Several Oracle DBAs I’ve met proudly proclaim that Oracle was the “first relational database”. Oracle was “commercially available” as a relational database before DB2 in June of 1979 (http://en.wikipedia.org/wiki/Oracle_Corporation). IBM had “System R” internally before that, and “SQL/DS” in in 1981 (later renamed to DB2 for VM/VSE). DB2 as such was released in 1983.
More recent DB2 history
What we call DB2 UDB or DB2 for LUW first became available in the early 90’s. At that time, it included OS/2 support as well.
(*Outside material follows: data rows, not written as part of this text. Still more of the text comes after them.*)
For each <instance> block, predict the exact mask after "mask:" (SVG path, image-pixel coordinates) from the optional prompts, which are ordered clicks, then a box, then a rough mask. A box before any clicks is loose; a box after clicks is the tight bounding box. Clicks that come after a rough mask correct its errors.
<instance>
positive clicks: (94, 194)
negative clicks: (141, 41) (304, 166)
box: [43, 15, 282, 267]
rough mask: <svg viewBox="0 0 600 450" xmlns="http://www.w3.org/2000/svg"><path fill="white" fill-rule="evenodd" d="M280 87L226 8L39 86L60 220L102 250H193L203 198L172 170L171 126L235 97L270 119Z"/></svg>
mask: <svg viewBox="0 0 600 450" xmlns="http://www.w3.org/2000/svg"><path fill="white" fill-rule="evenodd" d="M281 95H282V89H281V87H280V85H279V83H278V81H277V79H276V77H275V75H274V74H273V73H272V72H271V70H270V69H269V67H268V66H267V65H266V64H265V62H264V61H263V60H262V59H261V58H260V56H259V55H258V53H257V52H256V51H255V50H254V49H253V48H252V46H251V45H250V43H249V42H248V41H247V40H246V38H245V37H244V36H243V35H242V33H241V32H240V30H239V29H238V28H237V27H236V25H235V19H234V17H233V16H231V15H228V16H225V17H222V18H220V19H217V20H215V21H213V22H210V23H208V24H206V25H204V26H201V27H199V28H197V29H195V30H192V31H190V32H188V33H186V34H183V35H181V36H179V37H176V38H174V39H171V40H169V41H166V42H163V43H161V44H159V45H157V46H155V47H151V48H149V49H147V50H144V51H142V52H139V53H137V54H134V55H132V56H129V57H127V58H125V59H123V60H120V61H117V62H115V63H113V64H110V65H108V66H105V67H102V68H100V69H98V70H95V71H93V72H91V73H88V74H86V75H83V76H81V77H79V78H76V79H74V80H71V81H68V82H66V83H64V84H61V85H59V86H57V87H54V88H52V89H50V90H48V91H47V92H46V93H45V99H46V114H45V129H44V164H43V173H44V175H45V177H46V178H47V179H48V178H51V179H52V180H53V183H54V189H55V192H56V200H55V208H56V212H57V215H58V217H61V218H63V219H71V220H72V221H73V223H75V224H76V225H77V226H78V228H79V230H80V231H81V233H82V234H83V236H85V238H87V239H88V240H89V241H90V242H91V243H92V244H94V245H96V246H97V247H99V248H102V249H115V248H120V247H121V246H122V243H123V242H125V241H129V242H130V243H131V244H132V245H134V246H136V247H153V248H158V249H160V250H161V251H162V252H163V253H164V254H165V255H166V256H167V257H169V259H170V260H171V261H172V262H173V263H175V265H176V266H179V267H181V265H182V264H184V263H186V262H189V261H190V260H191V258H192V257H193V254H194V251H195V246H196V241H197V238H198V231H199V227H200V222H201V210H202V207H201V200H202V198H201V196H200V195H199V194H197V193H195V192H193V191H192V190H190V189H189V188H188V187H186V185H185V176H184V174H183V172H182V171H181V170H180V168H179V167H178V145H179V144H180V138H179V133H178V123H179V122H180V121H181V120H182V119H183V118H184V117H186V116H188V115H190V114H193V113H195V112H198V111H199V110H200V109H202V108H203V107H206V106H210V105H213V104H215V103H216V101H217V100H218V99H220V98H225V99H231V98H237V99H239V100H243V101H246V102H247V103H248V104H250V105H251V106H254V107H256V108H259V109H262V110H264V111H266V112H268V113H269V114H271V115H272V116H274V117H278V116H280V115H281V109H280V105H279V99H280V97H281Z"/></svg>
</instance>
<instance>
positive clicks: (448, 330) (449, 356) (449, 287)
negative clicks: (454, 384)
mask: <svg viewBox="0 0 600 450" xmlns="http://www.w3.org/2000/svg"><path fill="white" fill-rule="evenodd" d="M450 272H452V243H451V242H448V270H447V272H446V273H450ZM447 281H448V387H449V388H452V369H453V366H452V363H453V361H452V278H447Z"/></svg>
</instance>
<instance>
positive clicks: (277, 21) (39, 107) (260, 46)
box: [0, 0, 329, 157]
It gets hairy when you try to describe the dramatic changes in the product since its inception. Many either Oracle or DB2 or some other RDBMS could lay claim to as being the “first” to implement or the first to implement in a certain way. RDBMSes sure have come a long way since initial inception.
I started as a DBA back in 2001 – shortly after DB2 UDB version 7 became available, and worked on versions as old as 5. Enhancements that I particularly remember are: Compressed backups, online LOAD, LOAD without locking the whole tablespace, online REORG, ability to shrink DMS tablespaces, all of the online memory changes and STMM, moving archive logging away from userexit and into the db cfg, drastic locking changes with both registry parameters and the new currently committed behavior, drastic improvements in data propagator, HADR, and TSA integration for HADR. They say the GUI is better with each version, and I do give it a try from time to time, but I’ve never really been fond of GUIS. There are other things I know about and think sound great, but I just haven’t gotten a chance to try yet, like data compression, true XML, and PureScale.
Relational vs. NoSQL
This is a debate I hear from developers from time to time. They question the need to even use a relational database. I’m obviously very biased on this topic, but I just don’t think that NoSQL databases I’ve seen provide the transaction control, concurrency, and flexibility that a relational database can provide. If all you’re using a database for is to store static settings, well, yeah, NoSQL might be better for that – but if you’re running an OLTP database with concurrent users, I just don’t see NoSQL as a viable option.
So, want to argue or agree with me on anything? Comments are always welcome, even if it’s to point out something I missed or something that I’m wrong on. If anyone has nice detailed links or documents on DB2 or database history, I’d love to read them.
Corrected/updated on 2/6/2012 based on user comment.